After filtering out examples with mismatched clothing, unnatural poses, distorted limbs, identity drift, or minimal shape change, 18,573 high-quality pairs were retained. Though some minor pose differences remained, the model would prove robust to these variations.

Training and Tests

The resulting images were used to train the Odo model – a diffusion-based approach to reshaping humans, with the use of Skinned Multi-Person Linear Model (SMPL, i.e., intermediate CGI) maps.

Informed by the 2024 Neural Localizer's methods, the data was conformed to the SMPL figure on a per-individual basis, with the resulting optimized parameters capable of producing depth maps from which the altered images would be derived:

Schema for the training pipeline. The left side shows the training setup, where SMPL depth maps from the target image guide ReshapeNet via ControlNet to perform body transformation. Features from the source image are extracted by ReferenceNet and merged into ReshapeNet using spatial self-attention. The right side shows inference, where SMPL parameters are estimated from the input image, modified by semantic attributes, and rendered into a target depth map that conditions ReshapeNet during denoising to produce the final transformed image.

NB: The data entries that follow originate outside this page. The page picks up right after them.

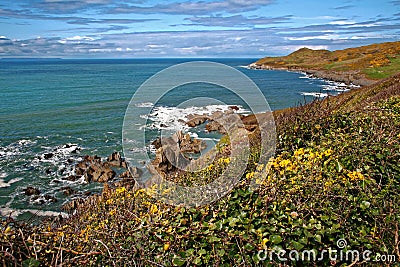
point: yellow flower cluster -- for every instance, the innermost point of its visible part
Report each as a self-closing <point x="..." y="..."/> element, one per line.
<point x="120" y="190"/>
<point x="249" y="175"/>
<point x="356" y="176"/>
<point x="224" y="160"/>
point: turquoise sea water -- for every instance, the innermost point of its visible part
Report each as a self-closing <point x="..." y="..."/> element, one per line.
<point x="68" y="108"/>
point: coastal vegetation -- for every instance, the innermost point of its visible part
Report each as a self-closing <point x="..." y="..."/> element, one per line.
<point x="372" y="62"/>
<point x="335" y="176"/>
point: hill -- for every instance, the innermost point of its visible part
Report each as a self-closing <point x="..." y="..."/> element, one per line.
<point x="361" y="65"/>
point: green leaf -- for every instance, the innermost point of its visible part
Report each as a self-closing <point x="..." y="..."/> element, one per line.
<point x="30" y="263"/>
<point x="275" y="239"/>
<point x="221" y="252"/>
<point x="178" y="261"/>
<point x="197" y="261"/>
<point x="297" y="246"/>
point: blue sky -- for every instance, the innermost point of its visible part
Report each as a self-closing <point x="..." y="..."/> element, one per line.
<point x="180" y="28"/>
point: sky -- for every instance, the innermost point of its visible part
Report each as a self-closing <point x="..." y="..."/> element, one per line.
<point x="191" y="29"/>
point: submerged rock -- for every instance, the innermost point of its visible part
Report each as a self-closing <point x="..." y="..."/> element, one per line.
<point x="29" y="191"/>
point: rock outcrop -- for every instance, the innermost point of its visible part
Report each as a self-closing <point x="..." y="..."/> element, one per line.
<point x="171" y="153"/>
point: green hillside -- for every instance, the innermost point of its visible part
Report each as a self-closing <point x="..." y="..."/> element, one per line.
<point x="373" y="61"/>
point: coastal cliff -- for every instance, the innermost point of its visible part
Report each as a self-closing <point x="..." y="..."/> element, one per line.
<point x="361" y="66"/>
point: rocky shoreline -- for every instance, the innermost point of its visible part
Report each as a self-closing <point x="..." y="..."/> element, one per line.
<point x="348" y="77"/>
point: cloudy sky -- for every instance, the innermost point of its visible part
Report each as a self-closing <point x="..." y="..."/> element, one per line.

Schema for the training pipeline. The left side shows the training setup, where SMPL depth maps from the target image guide ReshapeNet via ControlNet to perform body transformation. Features from the source image are extracted by ReferenceNet and merged into ReshapeNet using spatial self-attention. The right side shows inference, where SMPL parameters are estimated from the input image, modified by semantic attributes, and rendered into a target depth map that conditions ReshapeNet during denoising, to produce the final transformed image.

The model (see schema above) comprises the ReshapeNet module, supported by three ancillary modules: ReferenceNet; an IP-Adapter module; and a depth-based ControlNet module.

The ReferenceNet extracts detailed features such as background, clothing, and identity from the input image, and passes them to ReshapeNet. IP-Adapter contributes high-level feature guidance, while the Depth ControlNet applies SMPL-based conditioning to guide the body transformation. In line with previous works, an SDXL-based frozen UNet was used to extract intermediate features.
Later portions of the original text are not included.